Global economic growth of around 3 percent is insufficient to solve the world's greatest challenges, according to the executive chairman of the World Economic Forum.
Klaus Schwab's annual pre-meeting press briefing on Tuesday ahead of next week's annual World Economic Forum (WEF) gathering in Davos, Switzerland, focused on the need for global participants to pay greater heed to coordinating economic and social imperatives.
"Without economic development, social progress is not possible and without social progress, economic development is not sustainable," claimed Schwab, following on from his assertion that "economic activities always have to be coupled with social responsibility."
Addressing the recent surge of global populism and quest for inward looking responses to the world's problems, the executive chairman who co-founded WEF's predecessor organization in 1971, warned that populist solutions alone are insufficient.
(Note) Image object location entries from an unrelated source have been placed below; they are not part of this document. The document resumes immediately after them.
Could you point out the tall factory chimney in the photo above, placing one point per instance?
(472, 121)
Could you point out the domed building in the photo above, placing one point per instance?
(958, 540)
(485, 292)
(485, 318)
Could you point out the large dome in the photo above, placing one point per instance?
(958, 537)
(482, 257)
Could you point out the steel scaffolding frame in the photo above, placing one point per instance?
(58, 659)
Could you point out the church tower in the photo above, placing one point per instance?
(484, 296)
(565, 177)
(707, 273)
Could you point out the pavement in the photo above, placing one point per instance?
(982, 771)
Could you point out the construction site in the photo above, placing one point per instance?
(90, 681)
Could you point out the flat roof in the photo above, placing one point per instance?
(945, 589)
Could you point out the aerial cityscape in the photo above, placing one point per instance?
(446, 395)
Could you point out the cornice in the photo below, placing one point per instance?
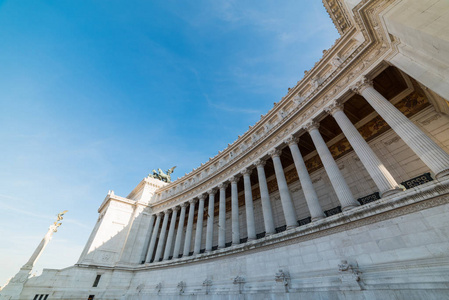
(335, 84)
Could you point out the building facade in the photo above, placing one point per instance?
(340, 191)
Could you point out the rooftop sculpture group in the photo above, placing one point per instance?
(165, 177)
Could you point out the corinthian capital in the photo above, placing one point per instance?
(234, 179)
(361, 85)
(246, 171)
(212, 191)
(291, 140)
(223, 185)
(260, 162)
(311, 126)
(334, 107)
(275, 153)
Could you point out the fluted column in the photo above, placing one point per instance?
(148, 239)
(199, 225)
(210, 219)
(265, 198)
(154, 237)
(427, 150)
(235, 211)
(286, 199)
(171, 233)
(180, 230)
(222, 216)
(316, 212)
(383, 179)
(338, 182)
(249, 207)
(160, 244)
(189, 229)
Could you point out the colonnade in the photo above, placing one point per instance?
(430, 153)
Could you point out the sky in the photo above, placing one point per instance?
(94, 95)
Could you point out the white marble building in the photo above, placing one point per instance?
(341, 191)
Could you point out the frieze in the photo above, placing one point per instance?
(366, 58)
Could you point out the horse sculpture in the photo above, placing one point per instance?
(165, 177)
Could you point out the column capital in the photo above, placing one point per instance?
(246, 171)
(361, 85)
(292, 140)
(234, 179)
(311, 126)
(223, 185)
(260, 163)
(334, 107)
(275, 153)
(212, 191)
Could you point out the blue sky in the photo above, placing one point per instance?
(96, 94)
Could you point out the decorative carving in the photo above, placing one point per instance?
(207, 284)
(234, 179)
(311, 126)
(291, 140)
(165, 177)
(260, 163)
(246, 171)
(334, 107)
(349, 276)
(283, 278)
(361, 85)
(275, 153)
(181, 286)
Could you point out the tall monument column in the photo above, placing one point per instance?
(265, 198)
(222, 216)
(249, 207)
(383, 179)
(427, 150)
(199, 225)
(153, 238)
(287, 203)
(179, 233)
(210, 219)
(338, 182)
(188, 237)
(171, 233)
(160, 244)
(316, 212)
(235, 211)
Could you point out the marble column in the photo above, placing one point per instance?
(189, 229)
(180, 230)
(222, 216)
(265, 198)
(210, 220)
(286, 198)
(316, 212)
(382, 178)
(427, 150)
(199, 225)
(153, 238)
(235, 211)
(338, 182)
(249, 207)
(171, 233)
(148, 239)
(160, 244)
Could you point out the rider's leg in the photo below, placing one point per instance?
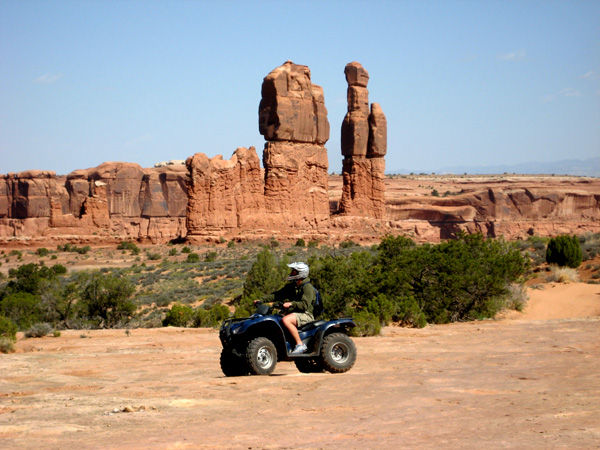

"Every simplified approach to deal with the global complex agenda is condemned to fail," Schwab stressed.
"The problems we face technologically, economically,socially and politically are so tremendous, such that sustainable solutions require a systemic, holistic approach .... And particularly the collaboration of all global stakeholders, united in one mission - improving the state of the world," he concluded.
Schwab described the annual Davos meet – which is often viewed dismissively as an elite hobnobbing playground for the world's business, political and media leaders – as a "global multi-stakeholder summit" in which situations including the humanitarian crisis in Syria and the progress of the COP21 agenda on climate change would be addressed.
"Every market economy will produce winners and losers but the system will only be sustainable if there is enough solidarity between the winners and losers," the WEF co-founder warned as he emphasized the need to make market capitalism more inclusive.
Schwab also announced the donation of 500,000 Swiss francs ($490,000) he has personally won through a series of awards towards a new fund aimed at supporting the younger generation in their search for "action-oriented solutions for tomorrow."
"We are at some kind of a turning point of history – we need new concepts, we do not have the solutions or the intellectual concepts for everything which we confront," he outlined.
"We have to be modest and provide the young generation with the possibility even more to make a contribution."